Waterstones promise to make ebooks 'dramatically better' by teaming up with Amazon, but will you be browsing the shelves with your Kindle?
  
  

The Amazon Kindle
In a Waterstone's bookshop near you? ... The Amazon Kindle. Photograph: Mary Knox Merrill / Christian Science Monitor / Getty Photograph: Mary Knox Merrill/Christian Science Monitor/Getty

Monday morning and already it's the end of the world. Instead of teaming up with Barnes and Noble to cast out the "ruthless money-making devil" Amazon, a tired-looking James Daunt has pulled up a chair and supped with him, striking a deal to "launch new e-reading services and offer Kindle digital devices through its UK shops". Is that what he meant when he talked about being "different from Amazon … [and] better"?

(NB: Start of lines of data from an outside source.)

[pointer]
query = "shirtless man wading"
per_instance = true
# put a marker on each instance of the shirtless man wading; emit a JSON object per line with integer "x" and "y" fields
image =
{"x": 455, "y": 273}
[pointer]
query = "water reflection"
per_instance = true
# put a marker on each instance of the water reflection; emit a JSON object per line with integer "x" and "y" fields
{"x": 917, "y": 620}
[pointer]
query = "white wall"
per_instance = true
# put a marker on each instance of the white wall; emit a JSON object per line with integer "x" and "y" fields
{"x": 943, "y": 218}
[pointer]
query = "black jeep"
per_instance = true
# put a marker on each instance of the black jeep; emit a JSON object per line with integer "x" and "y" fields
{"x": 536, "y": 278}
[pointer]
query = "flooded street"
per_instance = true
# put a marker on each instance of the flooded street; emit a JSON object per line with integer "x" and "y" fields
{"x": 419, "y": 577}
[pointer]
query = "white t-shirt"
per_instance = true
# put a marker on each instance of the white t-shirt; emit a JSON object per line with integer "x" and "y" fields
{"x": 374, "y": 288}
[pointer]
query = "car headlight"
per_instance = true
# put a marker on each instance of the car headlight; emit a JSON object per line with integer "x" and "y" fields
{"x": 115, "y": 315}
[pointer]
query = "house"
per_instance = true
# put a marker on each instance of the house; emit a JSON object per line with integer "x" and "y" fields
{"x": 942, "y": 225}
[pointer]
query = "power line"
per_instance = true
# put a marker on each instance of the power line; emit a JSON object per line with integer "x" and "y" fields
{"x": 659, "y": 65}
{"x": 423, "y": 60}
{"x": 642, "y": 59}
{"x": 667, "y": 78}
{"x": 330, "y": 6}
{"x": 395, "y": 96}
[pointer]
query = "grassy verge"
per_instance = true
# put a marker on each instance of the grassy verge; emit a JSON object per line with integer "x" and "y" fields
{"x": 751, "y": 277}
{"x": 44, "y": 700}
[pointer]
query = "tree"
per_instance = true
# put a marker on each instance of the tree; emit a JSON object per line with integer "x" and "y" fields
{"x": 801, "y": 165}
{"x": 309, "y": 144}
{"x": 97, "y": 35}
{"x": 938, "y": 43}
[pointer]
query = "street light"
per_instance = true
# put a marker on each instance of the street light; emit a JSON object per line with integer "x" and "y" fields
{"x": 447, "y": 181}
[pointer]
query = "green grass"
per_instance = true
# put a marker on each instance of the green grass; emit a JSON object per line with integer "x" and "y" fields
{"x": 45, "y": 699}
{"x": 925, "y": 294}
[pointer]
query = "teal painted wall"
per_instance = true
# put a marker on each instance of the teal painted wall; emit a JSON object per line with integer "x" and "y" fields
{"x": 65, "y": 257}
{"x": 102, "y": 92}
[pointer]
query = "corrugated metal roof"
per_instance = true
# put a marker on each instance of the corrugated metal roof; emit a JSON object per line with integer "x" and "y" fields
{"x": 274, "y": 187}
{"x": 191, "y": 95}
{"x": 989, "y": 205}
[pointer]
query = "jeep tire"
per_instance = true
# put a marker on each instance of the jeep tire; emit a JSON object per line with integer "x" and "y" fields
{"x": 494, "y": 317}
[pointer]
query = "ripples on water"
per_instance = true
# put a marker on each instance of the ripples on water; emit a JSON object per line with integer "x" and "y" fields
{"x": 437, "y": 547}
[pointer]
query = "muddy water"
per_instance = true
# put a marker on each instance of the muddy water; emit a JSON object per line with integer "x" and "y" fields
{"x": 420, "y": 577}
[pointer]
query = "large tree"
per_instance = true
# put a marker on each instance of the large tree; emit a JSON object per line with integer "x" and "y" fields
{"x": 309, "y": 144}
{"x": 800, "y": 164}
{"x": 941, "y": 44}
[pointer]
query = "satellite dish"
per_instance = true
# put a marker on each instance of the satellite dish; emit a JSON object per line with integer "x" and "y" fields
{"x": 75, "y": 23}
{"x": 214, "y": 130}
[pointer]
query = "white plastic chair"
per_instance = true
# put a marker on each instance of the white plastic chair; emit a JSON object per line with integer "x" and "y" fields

Daunt said it was a "truly exciting prospect" to welcome a ravening tiger into his living room. Er no. Sorry, what he's really excited about is harnessing "the respective strengths of Waterstones and Amazon to provide a dramatically better digital reading experience for our customers." Meanwhile Jeff Bezos said that Waterstones was his favourite bookseller, and that he was looking forward to getting his teeth into the only remaining rival on the high street – I mean bringing together "digital reading and the physical bookstore".

Writers and agents reacted with incredulity to a deal which seems to do little more for Waterstones than legitimise Amazon's controversial price-check app. Maybe Daunt's called this right, and there's no point in competing with the "best digital readers", but it's hard to see how physical bookshops can make the Kindle "dramatically better".

The thinking seems to be that since we all like browsing in bookshops, and we all like reading on digital devices, combining the "singular pleasures of browsing a curated bookshop" with the "best digital readers" will make for the best of both worlds. But that seems to fundamentally misunderstand the appeal of the digital reading experience. Full disclosure: I don't use a Kindle, but price aside, the attraction of the Kindle experience seems to be that you can have lots of books, straight away – neither of which is usually much of a problem when you're standing in a bookshop. And the risk that Waterstones runs is that by welcoming its greatest rival onto the high street it puts Amazon's device into the hands of its most committed customers.

The terms of the deal won't be announced until the autumn, but the success or failure of this deal will be determined by what people think digital reading is. So, Kindle users, and … er … book readers alike: will you be heading down to your local Waterstones to join James Daunt at the devil's table, or is this turkeys voting for Christmas?